Der bewaffnete Kampf um die Auflösung des Sonderbundes wird zur grossen nationalen Herausforderung. Sie betrifft den Bund der Eidgenossen-Kantone, die Gemeinden, Familien und die Einzelnen. Auch für Elgg bricht die Zeit der Bewährung an. Nach vielen Diskussionen, Debatten und Versammlungen kommt der Ernstfall. Die Wehrfähigen des Fleckens werden zum Aktivdienst aufgeboten. Es sind 50 Mann mit den folgenden Namen:
• DRAGONER: Jakob Stadelmann, Sattler; Martin Mantel, Schmied; Jakob Büchi, Untermüller; Heinrich Vogler.
• INFANTERIE, ERSTER AUSZUG (BATAILLON GINSBERG): Jakob Mantel, Zigarrenfabrikant, Fourier; U. Büchi von Seelmatten, Fourier; Jakob Stadelmann, Nagelschmied, Wachtmeister; Jb. Meier, Holzhacker, Wachtmeister; Andreas Stadelmann; Heinrich Mantel, Wagner; Jakob Frei, Grienwerfer; Heinrich Frei, Grienwerfer; Jakob Meyer, Zimmermann, Sappeur; Jakob Meier, Schneider; Alexander Müller, Maurer; J. Hegnauer, Metzger.
• ZWEITER AUSZUG (BATAILLON FÄSI): Ulrich Nüssli, Wachtmeister von Dickbuch; Jakob Müller, Maurer, Tambourkorporal; Etzensperger, Sennhof-Elgg; Konrad Gisler, Waldarbeiter von Flaach; Jakob Schönenberger von Fischenthal; Jakob Ott, Landwirt; Georg Stadelmann, Schneider; Konrad Stahel, Zimmermann, Sappeur; Heinrich Peter, Gerber; Jakob Hintermeister, Bäcker; Kaspar Huber, Hutmacher; Martin Spiller; Jakob Frei, Ziegler; Johann Frei, Zimmermann; Jakob Büchi, Wegknecht.
• ERSTE LANDWEHR (BATAILLON HAAB): Ferdinand Spiller, Färber, Oberleutnant; H. Müller, Zimmermann, Tambourkorporal; Heinrich Spiller, Gerber; Paulus Spiller, Hafner; Ulrich Frei, Bauer; Eduard Spiller, Schmied; Hrch. Hegnauer, Schmied; Jakob Schöchli, Seiler; Heinrich Mantel.
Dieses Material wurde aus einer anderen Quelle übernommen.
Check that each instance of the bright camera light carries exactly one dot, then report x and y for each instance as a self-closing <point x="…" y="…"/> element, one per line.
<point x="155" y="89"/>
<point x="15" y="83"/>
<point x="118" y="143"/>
• ZWEITE LANDWEHR (BATAILLON HUGGENBERG): J. Kappeler, Bauer; Jakob Egg, Knecht von Dickbuch; Emanuel Zwingli; Konrad Müller, Küfer, Elgg; Jakob Büchi, Landwirt, Burghof Elgg; Georg Huber, Schlossbauer.
• SCHARFSCHÜTZEN: Jakob Büchi, Schulverwalter; Rudolf Mantel, Zimmermann; Jakob Stadelmann, Sattler.
• TRAINSOLDAT: Hess, Landwirt, von Spitzwies.
Die Heimkehr
Bis in die Gegenwart ist der Name des Generals der siegreichen eidgenössischen Truppen bekannt geblieben: Henri Dufour. Sein neuester Biograf Joseph Jung (hat sich bereits um Alfred Escher verdient gemacht) zeichnet sein Leben und Wirken: «Einigkeit, Freiheit, Menschlichkeit. Guillaume Henri Dufour als General, Ingenieur, Kartograf und Politiker.» Was ist die Quintessenz, das Geheimnis dieses Lebens im Dienste des Landes? Jungs Antwort: «Dufours Geheimnis bestand darin, dass er das Geschehen nicht auf Zerstörung und Vernichtung ausrichtete, sondern darauf, physische und emotionale Verletzungen möglichst gering zu halten und den Krieg auf schnellste Weise zu beenden.» Dies habe den neuen Bundesstaat schliesslich auch für die Verlierer zugänglich gemacht. Ausserdem sei eine möglicherweise unabsehbare Katastrophe abgewendet worden: die militärischen Interventionen Österreichs, Frankreichs und Preussens.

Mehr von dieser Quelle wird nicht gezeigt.